In the present study, we report for the first time, the selection and characterization of 5-methyl tryptophan resistant shoot lines of V. minor with enhanced production of vincamine and their ISSR marker based genetic profiling.
Materials and methods
Selection of 5-MT tolerant shoots
Shoots of V. minor were maintained on a shoot multiplication medium consisting of MS basal (Murashige and Skoog 1962) with 1.0 mg/l 6-benzyladenine (BA) and 0.1 mg/l naphthalene acetic acid (NAA). The nodal explants were placed on multiplication medium fortified with 10–50 mg/l 5-MT to determine the lethal and LD50 (lethal dose where 50 % population was allowed to survive) dose of the analogue. The survival of axillary buds, elongation and shoot growth were taken as the criteria for screening the 5-MT tolerant lines. The variants obtained were regularly sub-cultured on medium supplemented or devoid of 5-MT for 3–4 passages. Every sub cycle consisted of an 8-week passage.
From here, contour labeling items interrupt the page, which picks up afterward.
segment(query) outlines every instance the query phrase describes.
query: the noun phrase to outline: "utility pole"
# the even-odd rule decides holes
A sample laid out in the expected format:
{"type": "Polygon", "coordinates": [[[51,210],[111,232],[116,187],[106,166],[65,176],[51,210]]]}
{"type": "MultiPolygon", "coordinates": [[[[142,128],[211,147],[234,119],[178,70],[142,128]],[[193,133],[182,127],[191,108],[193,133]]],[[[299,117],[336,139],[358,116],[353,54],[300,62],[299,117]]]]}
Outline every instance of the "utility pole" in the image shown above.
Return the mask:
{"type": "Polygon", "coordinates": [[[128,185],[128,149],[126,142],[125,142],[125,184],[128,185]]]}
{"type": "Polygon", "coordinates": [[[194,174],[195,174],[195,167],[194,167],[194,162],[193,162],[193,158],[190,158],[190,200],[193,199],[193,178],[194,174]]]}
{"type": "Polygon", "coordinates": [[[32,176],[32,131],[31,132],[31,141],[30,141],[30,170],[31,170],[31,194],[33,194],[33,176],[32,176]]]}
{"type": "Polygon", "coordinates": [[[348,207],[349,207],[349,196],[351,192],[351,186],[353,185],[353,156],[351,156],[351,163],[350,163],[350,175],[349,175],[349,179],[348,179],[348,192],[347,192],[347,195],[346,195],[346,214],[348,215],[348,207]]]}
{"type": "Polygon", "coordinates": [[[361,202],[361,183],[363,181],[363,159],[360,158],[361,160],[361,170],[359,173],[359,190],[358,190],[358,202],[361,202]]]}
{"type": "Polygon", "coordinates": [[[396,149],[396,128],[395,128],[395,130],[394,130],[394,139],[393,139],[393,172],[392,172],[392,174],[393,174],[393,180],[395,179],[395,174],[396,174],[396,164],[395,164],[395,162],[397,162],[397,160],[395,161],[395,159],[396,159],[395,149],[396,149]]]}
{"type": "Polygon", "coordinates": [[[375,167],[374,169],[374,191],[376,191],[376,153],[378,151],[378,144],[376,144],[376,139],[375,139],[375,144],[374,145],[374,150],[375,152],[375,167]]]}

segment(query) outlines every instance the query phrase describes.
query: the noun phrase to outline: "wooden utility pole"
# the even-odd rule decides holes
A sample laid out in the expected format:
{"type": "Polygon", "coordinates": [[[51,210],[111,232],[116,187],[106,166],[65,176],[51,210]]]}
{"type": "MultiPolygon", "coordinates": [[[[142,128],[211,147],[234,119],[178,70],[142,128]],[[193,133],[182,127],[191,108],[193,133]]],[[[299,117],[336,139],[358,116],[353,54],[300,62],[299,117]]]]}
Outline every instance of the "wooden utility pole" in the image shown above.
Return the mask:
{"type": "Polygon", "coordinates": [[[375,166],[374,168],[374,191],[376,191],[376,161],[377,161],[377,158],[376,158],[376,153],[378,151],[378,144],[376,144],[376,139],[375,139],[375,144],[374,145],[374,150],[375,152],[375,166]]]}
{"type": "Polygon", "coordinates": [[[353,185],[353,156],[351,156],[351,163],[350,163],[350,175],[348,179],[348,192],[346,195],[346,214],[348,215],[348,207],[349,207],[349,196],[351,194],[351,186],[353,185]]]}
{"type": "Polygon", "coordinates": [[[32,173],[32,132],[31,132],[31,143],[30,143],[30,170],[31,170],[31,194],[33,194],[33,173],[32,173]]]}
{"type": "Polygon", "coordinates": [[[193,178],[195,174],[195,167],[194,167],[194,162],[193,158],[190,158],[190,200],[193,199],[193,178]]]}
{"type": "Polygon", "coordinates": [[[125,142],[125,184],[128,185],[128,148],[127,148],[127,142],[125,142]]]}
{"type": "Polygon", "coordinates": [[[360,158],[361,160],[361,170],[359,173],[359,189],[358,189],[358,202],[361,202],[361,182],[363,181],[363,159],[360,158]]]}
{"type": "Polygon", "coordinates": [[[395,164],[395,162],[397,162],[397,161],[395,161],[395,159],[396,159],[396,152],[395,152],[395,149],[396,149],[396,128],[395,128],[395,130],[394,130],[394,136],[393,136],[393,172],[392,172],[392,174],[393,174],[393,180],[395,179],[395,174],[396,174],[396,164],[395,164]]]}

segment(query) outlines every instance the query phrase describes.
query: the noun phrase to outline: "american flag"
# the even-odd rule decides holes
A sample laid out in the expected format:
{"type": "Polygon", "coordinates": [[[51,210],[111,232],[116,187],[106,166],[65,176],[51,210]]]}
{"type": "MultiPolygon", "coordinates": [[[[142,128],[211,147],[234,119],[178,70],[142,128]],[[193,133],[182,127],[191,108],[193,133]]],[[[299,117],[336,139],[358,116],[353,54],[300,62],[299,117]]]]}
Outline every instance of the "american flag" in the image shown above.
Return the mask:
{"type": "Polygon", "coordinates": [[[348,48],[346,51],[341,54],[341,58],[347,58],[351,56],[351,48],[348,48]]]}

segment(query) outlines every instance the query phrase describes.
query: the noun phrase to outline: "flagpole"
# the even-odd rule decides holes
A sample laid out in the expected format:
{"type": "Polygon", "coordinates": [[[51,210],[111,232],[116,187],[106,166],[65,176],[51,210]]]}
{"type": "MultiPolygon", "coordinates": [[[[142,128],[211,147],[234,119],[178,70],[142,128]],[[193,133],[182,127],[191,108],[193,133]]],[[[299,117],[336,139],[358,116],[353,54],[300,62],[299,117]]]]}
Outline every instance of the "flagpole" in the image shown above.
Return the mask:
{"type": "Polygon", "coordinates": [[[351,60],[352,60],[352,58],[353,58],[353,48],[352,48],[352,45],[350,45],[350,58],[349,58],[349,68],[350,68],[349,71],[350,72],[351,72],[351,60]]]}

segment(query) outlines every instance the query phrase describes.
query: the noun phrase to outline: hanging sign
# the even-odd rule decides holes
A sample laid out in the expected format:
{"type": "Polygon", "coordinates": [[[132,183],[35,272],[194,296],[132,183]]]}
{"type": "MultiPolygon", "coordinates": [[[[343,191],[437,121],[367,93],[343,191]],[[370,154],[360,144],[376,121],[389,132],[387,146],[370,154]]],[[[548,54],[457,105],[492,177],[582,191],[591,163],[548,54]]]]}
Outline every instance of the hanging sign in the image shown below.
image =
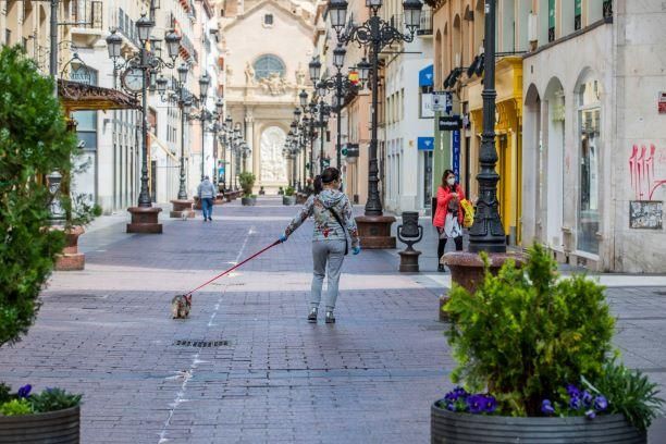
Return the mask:
{"type": "Polygon", "coordinates": [[[456,131],[462,127],[462,119],[459,115],[442,115],[437,123],[440,131],[456,131]]]}
{"type": "Polygon", "coordinates": [[[659,114],[666,114],[666,92],[659,92],[657,109],[659,114]]]}
{"type": "Polygon", "coordinates": [[[453,145],[453,170],[456,175],[456,181],[460,182],[460,131],[456,130],[453,132],[452,137],[453,145]]]}

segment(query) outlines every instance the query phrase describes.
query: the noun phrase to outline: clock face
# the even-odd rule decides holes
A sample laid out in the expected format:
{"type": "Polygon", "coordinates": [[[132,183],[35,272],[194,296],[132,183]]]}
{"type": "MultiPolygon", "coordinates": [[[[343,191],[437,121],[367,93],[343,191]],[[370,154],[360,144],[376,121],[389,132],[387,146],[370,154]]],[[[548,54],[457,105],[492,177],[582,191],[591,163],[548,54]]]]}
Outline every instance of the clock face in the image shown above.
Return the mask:
{"type": "Polygon", "coordinates": [[[125,88],[139,92],[144,86],[144,72],[137,67],[125,71],[123,83],[125,88]]]}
The best growing shoots were then transferred to two levels higher and one level lower than the original 5-MT concentration for 5–6 subsequent sub cycles. Shoot showing stable survival and shoot proliferation rate at the varying level of 5-MT were characterized on the basis of stability of acquired trait in presence and absence of the 5-MT, free tryptophan levels and alkaloid profiling. The temperature and relative humidity (RH) were maintained at 26 ± 2 °C and 70–80 %, respectively.
Glasshouse hardening
Before transplantation, shoots were shifted to rooting medium consisting of MS basal medium supplemented with 3 mg/l IBA (indole, 3- butyric acid). The 15 days-old rooted 5-MT-tolerant shoots were transferred to soil. Plantlets were taken out from the culture vessel and thoroughly washed with running tap water to remove the adhered phytagel. Finally they were planted in a mixture of sterilized soil and vermicompost (1:1) in earthen pots.
ISSR Profiling
Ten ISSR markers were utilized to amplify products from the isolated DNA of all the three selected lines (Table 1). Plant genomic DNA was isolated according to the procedure of Khanuja et al. (1999). The PCR mixture consisted of 2.5 μl of 10× taq buffer, 1.0 μl of 10 mM dNTPs mix, 1.25 unit of taq DNA polymerase, 6 pmol of primer i.e.1 μl of the primer. ISSR reactions were performed with 25 ng of DNA. PCR was carried out by denaturation at 94 °C for 5 min followed by 45 cycles of 1 min denaturation at 94 °C, annealing at 45 °C for 1 min and extension at 72 °C for 2 min with the final extension of 5 min at 72 °C. PCR reactions were performed in 90 well thermocycler (Eppendorf, Germany). Isolated DNA and the amplified products were separated by electrophoresis on 0.8 % (DNA yield) and 1.2 % (PCR product) agarose gel, respectively, stained with 0.5 mg/l ethidium bromide using 50 mA current for 3 h in 1x tris EDTA buffer and visualized by fluorescence under UV light. To calculate the band sizes, double digested λ DNA with EcoRI and HindIII was loaded as standard molecular weight marker. The bands were visualized and photographed using Gel Documentation System (XR-Quantity One, Bio-Rad Laboratories). A similarity matrix was obtained after multivariate analysis using Nei and Li’s coefficient (Nei and Li 1979). These similarity coefficients were used to generate a tree for cluster analysis using the UPGMA (Unweighted Pair Group Method with Arithmetic Mean) method and the software NTSYS 2.1 (Numerical Taxonomy and Multivariate Analysis System).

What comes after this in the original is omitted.